ArtifactClassifier-pySEAS

Collection of scripts utilized to classify artifact components vs neural signal from Independent Components that are outputs from pySEAS.

Publication: Weiser SC, Mullen BR, Ascencio D, Ackman JB (2023) Data-driven segmentation of cortical calcium dynamics. PLOS Computational Biology 19(5): e1011085. https://doi.org/10.1371/journal.pcbi.1011085

pySEAS: https://github.com/ackmanlab/pySEAS

Full datasets (not just the metrics in this repository): Weiser, S, Mullen, BR, Ackman, J (2023), Data-driven segmentation of cortical calcium dynamics, Dryad, Dataset, https://doi.org/10.7291/D1N96W

Data utilized in the Machine Learning section of our PLoS Computational Biology paper

Metric training datasets were 7 full datasets randomly selected out of 12 full datasets.

Metric testing datasets is what we called the novel testing set. Wherein 5 completely new datasets that did not contribute to the model.

./data/training_dataset.tsv
./data/testing_dataset.tsv

Metrics generated from the control data are also saved in the data file:

#astrocyte GFP
aGFP_list = ['190613_01-02_600components_ica_metrics.tsv',
             '190613_03-04_600components_ica_metrics.tsv',
             '190329_02-03_600components_ica_metrics.tsv']

#microglia GFP       
mGFP_list =['171211_01-02_600components_ica_metrics.tsv',
            '191111_01-02_600components_ica_metrics.tsv',
            '191112_01-02_600components_ica_metrics.tsv']

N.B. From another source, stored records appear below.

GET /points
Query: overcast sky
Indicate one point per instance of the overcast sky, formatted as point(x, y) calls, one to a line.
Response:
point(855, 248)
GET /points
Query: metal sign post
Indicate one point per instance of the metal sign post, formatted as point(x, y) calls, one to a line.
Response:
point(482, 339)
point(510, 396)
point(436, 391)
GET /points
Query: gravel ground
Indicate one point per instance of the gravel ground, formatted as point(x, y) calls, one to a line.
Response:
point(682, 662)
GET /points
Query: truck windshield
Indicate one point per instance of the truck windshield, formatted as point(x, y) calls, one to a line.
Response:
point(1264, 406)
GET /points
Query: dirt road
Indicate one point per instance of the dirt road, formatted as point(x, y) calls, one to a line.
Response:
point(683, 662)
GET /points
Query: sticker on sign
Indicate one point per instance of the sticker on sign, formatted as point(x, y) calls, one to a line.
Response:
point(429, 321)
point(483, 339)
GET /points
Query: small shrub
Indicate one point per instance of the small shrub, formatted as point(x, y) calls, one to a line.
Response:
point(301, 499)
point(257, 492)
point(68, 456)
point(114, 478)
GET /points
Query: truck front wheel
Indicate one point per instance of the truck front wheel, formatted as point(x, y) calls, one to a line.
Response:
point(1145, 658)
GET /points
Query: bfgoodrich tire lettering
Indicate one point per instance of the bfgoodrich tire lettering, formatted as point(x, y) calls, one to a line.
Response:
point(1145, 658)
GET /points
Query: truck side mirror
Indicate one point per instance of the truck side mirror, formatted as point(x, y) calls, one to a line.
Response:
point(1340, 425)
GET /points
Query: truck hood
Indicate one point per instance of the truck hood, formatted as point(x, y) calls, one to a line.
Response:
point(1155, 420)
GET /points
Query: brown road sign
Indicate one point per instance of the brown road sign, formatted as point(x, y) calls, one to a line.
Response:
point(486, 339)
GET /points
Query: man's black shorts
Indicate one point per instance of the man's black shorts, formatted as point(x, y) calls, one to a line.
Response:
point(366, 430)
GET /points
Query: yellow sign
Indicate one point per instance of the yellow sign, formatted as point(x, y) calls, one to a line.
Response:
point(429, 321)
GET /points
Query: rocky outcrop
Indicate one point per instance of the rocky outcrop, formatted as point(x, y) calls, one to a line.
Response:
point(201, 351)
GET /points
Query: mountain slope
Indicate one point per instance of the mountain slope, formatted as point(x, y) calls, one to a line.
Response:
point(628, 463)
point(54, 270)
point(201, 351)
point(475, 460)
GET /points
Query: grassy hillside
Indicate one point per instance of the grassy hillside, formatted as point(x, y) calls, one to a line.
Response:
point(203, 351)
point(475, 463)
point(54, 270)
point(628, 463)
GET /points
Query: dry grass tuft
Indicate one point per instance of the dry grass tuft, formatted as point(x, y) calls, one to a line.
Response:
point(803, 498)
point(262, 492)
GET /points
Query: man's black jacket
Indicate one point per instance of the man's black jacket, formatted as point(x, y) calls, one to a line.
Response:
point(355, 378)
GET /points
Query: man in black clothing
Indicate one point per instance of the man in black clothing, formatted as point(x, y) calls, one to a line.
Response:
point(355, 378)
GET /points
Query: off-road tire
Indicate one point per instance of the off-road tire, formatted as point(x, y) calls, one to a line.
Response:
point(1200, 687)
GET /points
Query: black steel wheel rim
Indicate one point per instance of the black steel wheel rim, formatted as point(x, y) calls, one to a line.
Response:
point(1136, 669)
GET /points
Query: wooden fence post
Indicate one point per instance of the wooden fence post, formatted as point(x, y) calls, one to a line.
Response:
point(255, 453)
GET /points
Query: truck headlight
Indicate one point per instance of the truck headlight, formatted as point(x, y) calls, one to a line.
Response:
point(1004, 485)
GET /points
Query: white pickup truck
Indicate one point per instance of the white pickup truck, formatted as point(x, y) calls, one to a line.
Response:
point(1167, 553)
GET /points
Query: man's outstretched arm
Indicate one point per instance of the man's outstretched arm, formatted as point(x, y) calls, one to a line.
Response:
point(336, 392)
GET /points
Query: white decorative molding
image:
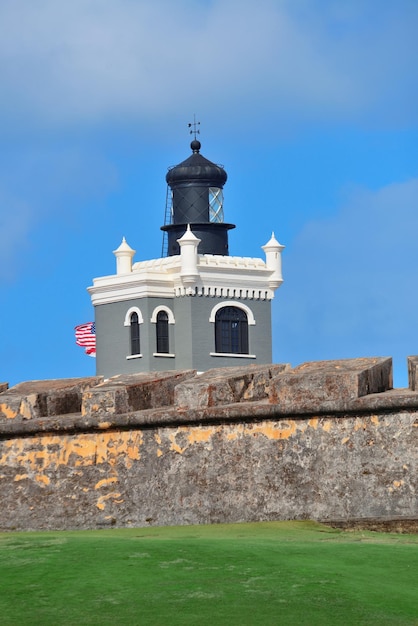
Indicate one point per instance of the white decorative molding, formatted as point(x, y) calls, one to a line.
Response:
point(167, 309)
point(133, 309)
point(241, 278)
point(238, 305)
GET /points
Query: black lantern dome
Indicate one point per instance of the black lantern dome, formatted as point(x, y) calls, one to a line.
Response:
point(197, 199)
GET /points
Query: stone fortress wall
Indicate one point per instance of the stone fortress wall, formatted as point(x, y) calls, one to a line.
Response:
point(327, 440)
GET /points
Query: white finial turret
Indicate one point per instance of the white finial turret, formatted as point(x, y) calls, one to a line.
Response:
point(273, 250)
point(188, 251)
point(124, 256)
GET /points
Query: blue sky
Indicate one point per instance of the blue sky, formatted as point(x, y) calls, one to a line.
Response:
point(311, 106)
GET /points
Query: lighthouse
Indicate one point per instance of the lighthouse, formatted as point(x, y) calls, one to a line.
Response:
point(196, 307)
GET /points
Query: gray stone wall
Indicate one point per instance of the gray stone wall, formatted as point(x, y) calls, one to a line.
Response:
point(327, 441)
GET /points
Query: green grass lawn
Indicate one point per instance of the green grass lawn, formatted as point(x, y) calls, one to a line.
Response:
point(239, 574)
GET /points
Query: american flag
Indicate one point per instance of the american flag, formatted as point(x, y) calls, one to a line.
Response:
point(85, 336)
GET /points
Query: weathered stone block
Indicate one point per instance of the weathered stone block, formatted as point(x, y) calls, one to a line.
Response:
point(413, 372)
point(227, 385)
point(330, 384)
point(45, 398)
point(133, 392)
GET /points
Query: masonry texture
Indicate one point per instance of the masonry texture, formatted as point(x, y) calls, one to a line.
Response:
point(326, 440)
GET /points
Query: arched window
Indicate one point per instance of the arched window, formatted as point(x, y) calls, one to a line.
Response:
point(231, 330)
point(134, 324)
point(162, 332)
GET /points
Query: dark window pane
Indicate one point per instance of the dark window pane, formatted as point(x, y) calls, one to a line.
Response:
point(162, 332)
point(231, 331)
point(135, 347)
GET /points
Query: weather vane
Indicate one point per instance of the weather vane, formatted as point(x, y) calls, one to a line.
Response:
point(194, 130)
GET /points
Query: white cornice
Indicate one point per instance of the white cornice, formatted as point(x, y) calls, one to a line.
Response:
point(223, 276)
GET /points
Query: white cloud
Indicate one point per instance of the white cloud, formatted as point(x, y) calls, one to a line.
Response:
point(95, 61)
point(351, 281)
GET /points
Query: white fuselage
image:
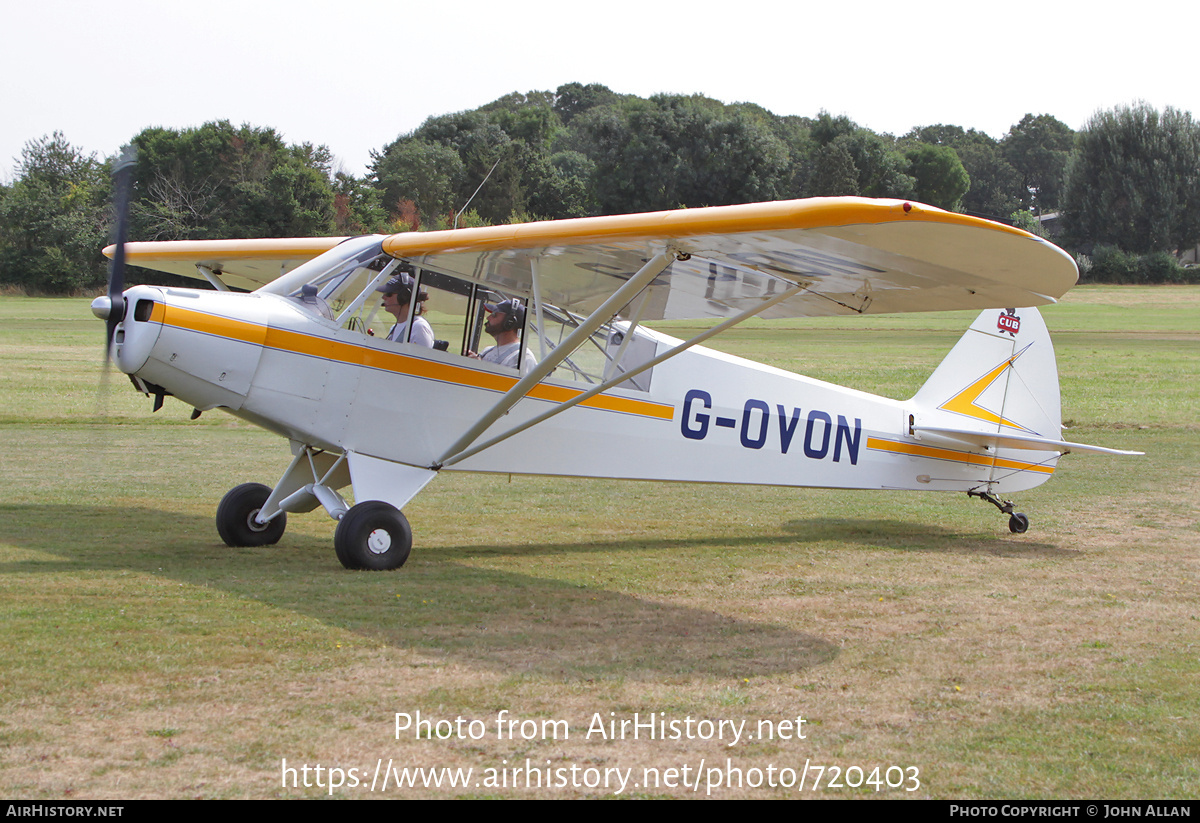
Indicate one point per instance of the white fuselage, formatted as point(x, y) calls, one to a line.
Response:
point(707, 416)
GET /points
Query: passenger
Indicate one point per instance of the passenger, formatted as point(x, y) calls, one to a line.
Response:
point(397, 293)
point(504, 323)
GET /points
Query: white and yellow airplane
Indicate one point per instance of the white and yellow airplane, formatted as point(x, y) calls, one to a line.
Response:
point(595, 392)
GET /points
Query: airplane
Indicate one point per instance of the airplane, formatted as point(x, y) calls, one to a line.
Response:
point(304, 349)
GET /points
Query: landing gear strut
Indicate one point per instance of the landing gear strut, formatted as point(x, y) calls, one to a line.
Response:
point(1018, 523)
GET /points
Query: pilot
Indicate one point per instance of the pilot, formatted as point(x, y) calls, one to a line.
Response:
point(504, 323)
point(397, 293)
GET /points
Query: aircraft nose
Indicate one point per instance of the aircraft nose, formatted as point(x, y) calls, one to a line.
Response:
point(101, 306)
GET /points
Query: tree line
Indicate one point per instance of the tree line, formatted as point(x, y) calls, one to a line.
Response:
point(1125, 185)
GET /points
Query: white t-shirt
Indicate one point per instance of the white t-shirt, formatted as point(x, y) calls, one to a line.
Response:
point(508, 355)
point(423, 334)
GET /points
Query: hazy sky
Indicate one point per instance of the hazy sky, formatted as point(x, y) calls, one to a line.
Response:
point(354, 74)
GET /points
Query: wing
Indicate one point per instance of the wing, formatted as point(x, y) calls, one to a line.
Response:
point(851, 256)
point(995, 440)
point(244, 264)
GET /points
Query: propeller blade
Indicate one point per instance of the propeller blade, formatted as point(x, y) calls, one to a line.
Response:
point(123, 186)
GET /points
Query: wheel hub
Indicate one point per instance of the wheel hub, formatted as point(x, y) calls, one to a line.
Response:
point(379, 541)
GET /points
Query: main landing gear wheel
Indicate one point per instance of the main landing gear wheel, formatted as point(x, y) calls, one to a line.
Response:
point(373, 535)
point(235, 517)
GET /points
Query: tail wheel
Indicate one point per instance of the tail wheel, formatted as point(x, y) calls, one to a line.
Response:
point(237, 512)
point(373, 535)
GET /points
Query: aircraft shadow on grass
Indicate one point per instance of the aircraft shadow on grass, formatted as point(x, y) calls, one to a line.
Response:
point(497, 619)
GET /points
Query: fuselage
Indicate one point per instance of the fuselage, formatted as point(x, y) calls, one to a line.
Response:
point(703, 416)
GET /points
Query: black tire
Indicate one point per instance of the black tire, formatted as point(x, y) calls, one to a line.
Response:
point(235, 517)
point(373, 535)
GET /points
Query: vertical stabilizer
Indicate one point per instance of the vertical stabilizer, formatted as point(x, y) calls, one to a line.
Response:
point(1001, 378)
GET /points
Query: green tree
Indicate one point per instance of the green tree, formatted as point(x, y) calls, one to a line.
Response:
point(54, 218)
point(1039, 148)
point(996, 188)
point(220, 181)
point(834, 174)
point(941, 179)
point(1134, 181)
point(429, 174)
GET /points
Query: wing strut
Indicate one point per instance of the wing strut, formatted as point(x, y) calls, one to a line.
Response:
point(624, 376)
point(605, 312)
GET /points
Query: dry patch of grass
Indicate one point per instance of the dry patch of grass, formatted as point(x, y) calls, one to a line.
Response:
point(142, 658)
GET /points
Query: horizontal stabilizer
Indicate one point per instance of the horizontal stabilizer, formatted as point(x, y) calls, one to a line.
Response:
point(996, 440)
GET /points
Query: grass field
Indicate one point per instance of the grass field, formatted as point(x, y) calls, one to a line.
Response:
point(923, 644)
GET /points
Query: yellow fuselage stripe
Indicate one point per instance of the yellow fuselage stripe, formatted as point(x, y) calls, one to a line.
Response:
point(917, 450)
point(389, 361)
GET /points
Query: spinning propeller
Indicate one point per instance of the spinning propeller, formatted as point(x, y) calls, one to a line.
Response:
point(112, 307)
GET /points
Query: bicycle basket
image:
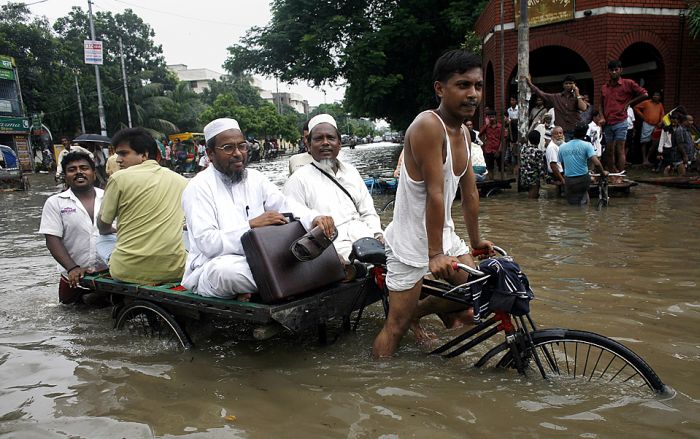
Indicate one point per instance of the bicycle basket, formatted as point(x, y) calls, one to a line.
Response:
point(507, 289)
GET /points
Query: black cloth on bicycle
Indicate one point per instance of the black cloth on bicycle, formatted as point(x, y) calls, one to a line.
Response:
point(577, 189)
point(507, 289)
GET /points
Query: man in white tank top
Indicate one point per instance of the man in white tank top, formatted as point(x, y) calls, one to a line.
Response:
point(421, 237)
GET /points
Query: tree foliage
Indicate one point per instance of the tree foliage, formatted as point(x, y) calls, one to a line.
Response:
point(383, 49)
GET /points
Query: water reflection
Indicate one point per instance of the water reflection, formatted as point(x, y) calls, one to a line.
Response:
point(629, 272)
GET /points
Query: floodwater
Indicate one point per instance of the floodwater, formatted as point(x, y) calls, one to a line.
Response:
point(629, 272)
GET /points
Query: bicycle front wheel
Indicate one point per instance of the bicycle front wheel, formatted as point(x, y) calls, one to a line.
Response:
point(583, 356)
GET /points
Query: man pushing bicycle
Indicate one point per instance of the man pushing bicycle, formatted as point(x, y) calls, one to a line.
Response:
point(421, 238)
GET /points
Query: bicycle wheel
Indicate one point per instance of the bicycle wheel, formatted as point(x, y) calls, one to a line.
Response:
point(149, 320)
point(583, 356)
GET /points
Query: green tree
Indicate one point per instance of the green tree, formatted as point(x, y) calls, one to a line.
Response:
point(143, 61)
point(383, 49)
point(38, 55)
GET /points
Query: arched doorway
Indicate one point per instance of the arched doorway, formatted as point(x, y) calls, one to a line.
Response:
point(550, 64)
point(643, 63)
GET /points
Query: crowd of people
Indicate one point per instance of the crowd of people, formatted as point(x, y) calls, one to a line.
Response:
point(135, 226)
point(666, 142)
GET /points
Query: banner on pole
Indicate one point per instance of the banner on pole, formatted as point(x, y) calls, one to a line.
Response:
point(541, 12)
point(93, 51)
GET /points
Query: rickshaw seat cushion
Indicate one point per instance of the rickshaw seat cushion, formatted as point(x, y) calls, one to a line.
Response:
point(278, 274)
point(368, 250)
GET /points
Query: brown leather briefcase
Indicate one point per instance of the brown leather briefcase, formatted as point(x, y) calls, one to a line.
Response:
point(277, 272)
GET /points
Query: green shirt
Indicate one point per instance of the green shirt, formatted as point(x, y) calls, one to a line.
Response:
point(146, 199)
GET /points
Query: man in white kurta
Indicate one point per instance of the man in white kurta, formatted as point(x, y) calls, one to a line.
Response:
point(223, 202)
point(353, 215)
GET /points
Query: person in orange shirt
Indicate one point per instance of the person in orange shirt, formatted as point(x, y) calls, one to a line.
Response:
point(651, 112)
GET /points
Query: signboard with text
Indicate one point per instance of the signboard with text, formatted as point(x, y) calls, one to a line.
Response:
point(14, 125)
point(6, 62)
point(541, 12)
point(23, 152)
point(93, 51)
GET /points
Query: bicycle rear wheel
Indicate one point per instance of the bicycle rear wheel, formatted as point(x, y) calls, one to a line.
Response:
point(583, 356)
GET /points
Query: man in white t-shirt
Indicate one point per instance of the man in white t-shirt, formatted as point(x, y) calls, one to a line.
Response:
point(595, 132)
point(68, 224)
point(554, 167)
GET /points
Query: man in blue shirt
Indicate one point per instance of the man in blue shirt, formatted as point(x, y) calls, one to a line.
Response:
point(575, 156)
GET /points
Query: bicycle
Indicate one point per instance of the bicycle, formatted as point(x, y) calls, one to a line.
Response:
point(554, 353)
point(602, 181)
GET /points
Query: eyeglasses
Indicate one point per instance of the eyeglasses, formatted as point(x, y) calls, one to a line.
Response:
point(229, 148)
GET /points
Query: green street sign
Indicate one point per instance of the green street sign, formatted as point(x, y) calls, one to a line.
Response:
point(6, 62)
point(7, 74)
point(14, 125)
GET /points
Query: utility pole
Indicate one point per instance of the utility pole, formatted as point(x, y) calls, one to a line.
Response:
point(523, 72)
point(499, 113)
point(126, 89)
point(80, 104)
point(100, 107)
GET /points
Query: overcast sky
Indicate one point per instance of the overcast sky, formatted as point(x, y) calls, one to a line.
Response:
point(195, 33)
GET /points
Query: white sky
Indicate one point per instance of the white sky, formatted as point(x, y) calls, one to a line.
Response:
point(195, 33)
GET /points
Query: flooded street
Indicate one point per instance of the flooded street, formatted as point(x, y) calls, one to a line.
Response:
point(629, 272)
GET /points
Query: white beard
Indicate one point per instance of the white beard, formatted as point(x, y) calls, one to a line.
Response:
point(329, 165)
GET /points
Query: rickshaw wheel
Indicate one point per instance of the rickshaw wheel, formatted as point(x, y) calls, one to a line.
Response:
point(149, 320)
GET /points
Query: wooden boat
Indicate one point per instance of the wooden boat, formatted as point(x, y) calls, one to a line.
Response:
point(677, 182)
point(489, 187)
point(161, 311)
point(622, 188)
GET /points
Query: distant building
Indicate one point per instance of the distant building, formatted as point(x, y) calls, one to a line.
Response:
point(199, 79)
point(650, 38)
point(293, 100)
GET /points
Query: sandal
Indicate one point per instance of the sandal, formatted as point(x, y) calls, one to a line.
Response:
point(312, 244)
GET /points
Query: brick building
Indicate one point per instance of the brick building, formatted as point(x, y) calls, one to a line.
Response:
point(650, 38)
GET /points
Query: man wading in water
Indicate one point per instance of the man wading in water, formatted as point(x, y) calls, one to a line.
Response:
point(421, 237)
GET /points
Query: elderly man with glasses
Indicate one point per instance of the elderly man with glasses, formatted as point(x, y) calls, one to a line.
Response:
point(224, 201)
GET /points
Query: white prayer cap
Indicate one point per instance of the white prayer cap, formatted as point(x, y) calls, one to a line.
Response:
point(217, 126)
point(322, 118)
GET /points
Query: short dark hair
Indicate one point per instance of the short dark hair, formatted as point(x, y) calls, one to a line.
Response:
point(580, 130)
point(138, 139)
point(533, 137)
point(613, 64)
point(75, 156)
point(455, 61)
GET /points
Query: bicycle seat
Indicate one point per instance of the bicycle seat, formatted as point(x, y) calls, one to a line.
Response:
point(368, 250)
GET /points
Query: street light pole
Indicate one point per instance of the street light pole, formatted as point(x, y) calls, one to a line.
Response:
point(100, 107)
point(126, 89)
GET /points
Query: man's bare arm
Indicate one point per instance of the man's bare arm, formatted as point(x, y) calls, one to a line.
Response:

#black 6 c57, non-transgenic mice
WT_list = ['190625_01-02_600components_ica_metrics.tsv',
           '190904_01-02_600components_ica_metrics.tsv',
           '190625_03-04_600components_ica_metrics.tsv']

Data visualization and machine learning tests

Included are some of the code used to generate a couple figures for the paper.

Figure4.1_scripts.ipynb/Figure4.2_scripts.ipynb: This is the core piece of code used to generate Figure 4 and several of the suplemental figures.

How we generated the sIC displayed in the paper
How we generated the wavelet power to noise ratio
Statistics on comparing between GCaMP animals and Control animals
Histograms showing distributions of generated metrics

Figure6.1_ML feature selection.ipynb/Figure6.2_ML assessment.ipynb: This is the core piece of code used to generate Figure 6 and suplemental figure.

This will also show the code on how we decided important features
PCA projections and mapping metric values on PCA space
Iteratitive training, while storing accuracy metrics
Iteratitive testing on novel data, while storing accuracy metrics
Performance/confidence of the model vs how it performed on the novel data

Generating metrics for the Machine Learning

This code works directly off of the files generated by pySEAS. The code is parallelized to speed up metric generation.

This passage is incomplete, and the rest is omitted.